The surrounding area of East L.A. has a lot of poverty. It’s home to an at-risk population of mostly Latinos, but our campus essentially has 3 hospitals: Keck Hospital (Private), Norris Cancer Center (huge private cancer hospital), and LA County hospital. It’s important to be able to see how all three operate and the populations they serve. Being able to see patients at County is special because these are people who are grateful for your help and for someone that will listen to them. You don’t get that as much at private hospitals with patients from a higher socio-economic class. Sometimes, they only want to talk to the doctor or surgeon and as a medical student who can’t offer much to them, you’re kind of left out. So being able to make a difference with people at County simply by paying attention to them is special and probably the best part about where our campus is located. There are neighborhoods within 15-20 minutes of campus that are nice and trendy to live in as well, like Silverlake, Los Feliz, Echo Park, as well as places like Alhambra and Monterey Park which have huge Asian populations and delicious restaurants.

What organizations or activities are you involved in outside of your regular classwork? Additionally, are there any organizations (even if you aren’t a part of them) that you think are unique to your school?

I’m in the Health, Technology, and Engineering program at USC, which is pretty unique. It pairs medical students with PhD engineer candidates with the goal of innovating in the healthcare space. Each week, an engineer or physician entrepreneur will come in to speak to us about a product he or she designed and talk about the process of needs finding and patents and such. Sometimes we’ll have lectures on how hospital billing works, or quality improvement, or how to bring a product to market. It’s a good opportunity to explore the medical world beyond being a clinician and see how other people have used their medical knowledge and training to advance the medical field through tools or software.

In retrospect, which classes in undergrad do you think were the most useful coming into medical school?

Immunology was the most helpful because a lot of med students didn’t take it in undergrad and struggled with it a little bit.

What is a unique aspect of education at your medical school that has been valuable to you thus far as a medical student?

The faculty really pay attention to the students here and make real changes based on student feedback.

What is one way your outlook on medicine or understanding of medicine has changed in your time at medical school?

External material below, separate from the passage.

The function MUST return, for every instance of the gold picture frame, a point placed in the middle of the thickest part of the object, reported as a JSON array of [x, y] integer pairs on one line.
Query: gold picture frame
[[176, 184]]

Everyone needs to have a high baseline medical knowledge to practice competently. However, you’ll really go above and beyond if you go the extra mile for your colleagues and patients, and if you can keep a positive personality while doing it.

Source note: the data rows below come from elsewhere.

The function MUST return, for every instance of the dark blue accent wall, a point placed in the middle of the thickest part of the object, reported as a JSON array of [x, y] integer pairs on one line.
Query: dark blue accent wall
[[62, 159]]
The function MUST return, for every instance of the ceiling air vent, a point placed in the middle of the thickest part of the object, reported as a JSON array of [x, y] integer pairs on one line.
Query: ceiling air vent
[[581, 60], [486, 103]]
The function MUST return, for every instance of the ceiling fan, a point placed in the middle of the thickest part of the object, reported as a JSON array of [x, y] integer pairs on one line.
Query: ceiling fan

If a young undergraduate interested in applying to medical school came to you seeking advice about ‘which major is best,’ what would you tell them?

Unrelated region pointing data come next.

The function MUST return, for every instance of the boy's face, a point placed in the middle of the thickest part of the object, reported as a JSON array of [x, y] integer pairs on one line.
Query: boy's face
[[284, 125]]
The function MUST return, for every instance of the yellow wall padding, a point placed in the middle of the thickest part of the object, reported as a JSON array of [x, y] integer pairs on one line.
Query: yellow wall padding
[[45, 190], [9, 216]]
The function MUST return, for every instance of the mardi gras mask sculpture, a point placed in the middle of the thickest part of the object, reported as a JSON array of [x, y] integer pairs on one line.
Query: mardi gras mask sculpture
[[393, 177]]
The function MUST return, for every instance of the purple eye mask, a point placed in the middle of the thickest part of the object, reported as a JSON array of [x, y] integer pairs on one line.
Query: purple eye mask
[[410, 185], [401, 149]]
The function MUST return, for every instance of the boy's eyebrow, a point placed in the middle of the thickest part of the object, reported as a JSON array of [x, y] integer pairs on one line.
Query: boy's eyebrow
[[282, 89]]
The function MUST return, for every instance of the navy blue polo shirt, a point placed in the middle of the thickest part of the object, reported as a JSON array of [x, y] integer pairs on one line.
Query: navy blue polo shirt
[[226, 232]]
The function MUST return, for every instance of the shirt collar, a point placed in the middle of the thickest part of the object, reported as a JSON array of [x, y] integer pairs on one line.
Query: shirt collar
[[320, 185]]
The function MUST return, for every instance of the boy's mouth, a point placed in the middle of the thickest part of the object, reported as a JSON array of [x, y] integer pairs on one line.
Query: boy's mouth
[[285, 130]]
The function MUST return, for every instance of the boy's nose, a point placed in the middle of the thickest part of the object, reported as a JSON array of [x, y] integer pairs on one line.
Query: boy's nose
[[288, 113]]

Anything you choose, you just need to do the pre-reqs for medical school. The majority of people in my class were science majors in undergrad, but there are also people who have degrees in theatre, english, etc. Do whatever major you’re passionate about and do well with the science pre-reqs and that’s all it takes.

What do you wish you had known as an undergraduate and/or as a student in the medical application process?

Make sure you talk to people who actually practice medicine. The most important thing is to know what you’re getting into, and to know what a typical day-to-day life looks like for a doctor. All of the application stuff will take care of itself, just make sure to do everything you can to put yourself in the best position by choosing the right schools to apply to and spending a lot of time struggling with your personal statement. Have a mentor read it, have friends read it, and make sure your personal statement strongly represents your voice.

What is one thing you would do differently if you could go back to your undergraduate years or the time between undergrad and medical school?

Make sure you enjoy your time as an undergrad, that’s the only time in your life where you’re gonna be living with your best friends and have that amount of free time. Always prioritize putting yourself in the best position to succeed but also make sure you have a life worth living and making lifelong memories with your friends.